# taz.de -- „Tagesschau“ in leichter Sprache: Inklusion ist einfach
       
       > Die „Tagesschau“ gibt es jetzt auch in einfacher Sprache. Ein dringend
       > notwendiger Schritt. Das zeigen nicht zuletzt dumpfe Reaktionen im Netz.
       
 (IMG) Bild: Das Logo des neuen Newsangebots „Tagesschau – in einfacher Sprache“
       
       Einfache Sprache: Aus dem Finanzminister wird der ‚Minister für Geld‘.
       Momentan eher: ‚Minister für kein Geld‘ *Zwinker-Smiley*“, witzelt
       Christian Lindner am Donnerstag auf X. Wenn Lindner Minister für (kein)
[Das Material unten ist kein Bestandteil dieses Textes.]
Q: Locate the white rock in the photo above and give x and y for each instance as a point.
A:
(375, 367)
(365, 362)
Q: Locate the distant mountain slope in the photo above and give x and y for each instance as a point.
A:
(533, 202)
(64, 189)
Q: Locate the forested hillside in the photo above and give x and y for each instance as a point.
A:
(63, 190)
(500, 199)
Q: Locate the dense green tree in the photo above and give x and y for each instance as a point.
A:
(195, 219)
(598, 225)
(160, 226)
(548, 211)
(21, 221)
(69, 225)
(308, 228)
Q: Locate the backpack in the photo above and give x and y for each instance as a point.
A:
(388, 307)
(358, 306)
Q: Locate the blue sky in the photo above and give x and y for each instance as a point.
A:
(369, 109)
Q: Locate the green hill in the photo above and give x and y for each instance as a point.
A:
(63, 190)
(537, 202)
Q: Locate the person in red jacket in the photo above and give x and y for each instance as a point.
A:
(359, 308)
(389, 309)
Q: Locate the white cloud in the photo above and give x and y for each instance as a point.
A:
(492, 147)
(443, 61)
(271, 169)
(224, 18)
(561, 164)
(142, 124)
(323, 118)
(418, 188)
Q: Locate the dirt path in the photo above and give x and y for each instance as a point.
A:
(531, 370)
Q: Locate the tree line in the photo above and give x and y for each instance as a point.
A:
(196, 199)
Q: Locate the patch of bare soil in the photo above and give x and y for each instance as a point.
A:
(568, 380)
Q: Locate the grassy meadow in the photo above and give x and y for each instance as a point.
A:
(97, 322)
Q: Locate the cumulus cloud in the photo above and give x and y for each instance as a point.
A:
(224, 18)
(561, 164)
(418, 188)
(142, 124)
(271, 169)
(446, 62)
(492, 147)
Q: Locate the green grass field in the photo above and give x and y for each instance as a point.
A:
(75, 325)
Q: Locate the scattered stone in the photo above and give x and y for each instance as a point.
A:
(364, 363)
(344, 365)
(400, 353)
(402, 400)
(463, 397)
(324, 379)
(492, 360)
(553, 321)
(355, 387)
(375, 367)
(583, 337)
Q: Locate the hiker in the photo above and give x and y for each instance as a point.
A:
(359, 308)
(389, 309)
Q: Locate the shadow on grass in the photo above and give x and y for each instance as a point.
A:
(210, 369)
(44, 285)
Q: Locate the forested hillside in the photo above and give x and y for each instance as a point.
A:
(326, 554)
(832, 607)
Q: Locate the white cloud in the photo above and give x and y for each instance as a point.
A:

       Geld ist, ist Pistorius dann Minister für Waffen und Wissing Minister für
       SUVs? Ist Stark-Watzinger bald [1][Ministerin ohne Amt]? Der Anlass für die
       Gedankenspiele: [2][Die „Tagesschau“ gibt es jetzt auch in einfacher
       Sprache,] fünfmal die Woche.
       
       Einfache Sprache ist genau das, was der Name verspricht: eine vereinfachte
       Version der Standardsprache, ohne Fachbegriffe und in kurzen Sätzen. Die
       Sendungen sind mit circa sieben Minuten Länge halb so lang wie die reguläre
       „Tagesschau“ und beinhalten nur vier bis sechs Meldungen. Es geht um den
       G7-Gipfel, Klimawandel, die Europameisterschaft und das Wetter.
       
       Das neue Format ist ein wichtiger Schritt in Richtung Inklusion, denn laut
       der [3][LEO-Studie] haben 17 Millionen Erwachsene in Deutschland
       Schwierigkeiten, komplexe Texte zu verstehen. [4][Gründe dafür gibt es
       viele:] Lernschwächen, [5][intellektuelle Beeinträchtigung,] geringe
       Deutschkenntnisse oder eingeschränkte kognitive Fähigkeiten, beispielsweise
       durch einen Schlaganfall.
       
       Zunächst wirken die kurzen Sätze ungewohnt, ich stolpere über
       Wiederholungen, die man sonst versucht zu vermeiden: „In Deutschland heißt
       das Militär Bundeswehr. Bei der Bundeswehr arbeiten Soldaten.“ O-Töne, vom
       Papst und von Fußballfans, werden neu vertont und übersetzt. Begriffe wie
       Asyl oder künstliche Intelligenz werden zusätzlich erklärt. Schnell wird
       klar: Die neue „Tagesschau“ ist für alle da. Denn jede:r hat manchmal
       Schwierigkeiten, sich durch den Nachrichtendschungel zu navigieren – ein
       leicht verständlicher Überblick kann helfen, nicht zu verzweifeln. Eine
       Win-win-Situation also.
       
       ## Häme und Verachtung
       
       Doch dann macht man wie so oft den Fehler und öffnet Twitter (Sorry, X).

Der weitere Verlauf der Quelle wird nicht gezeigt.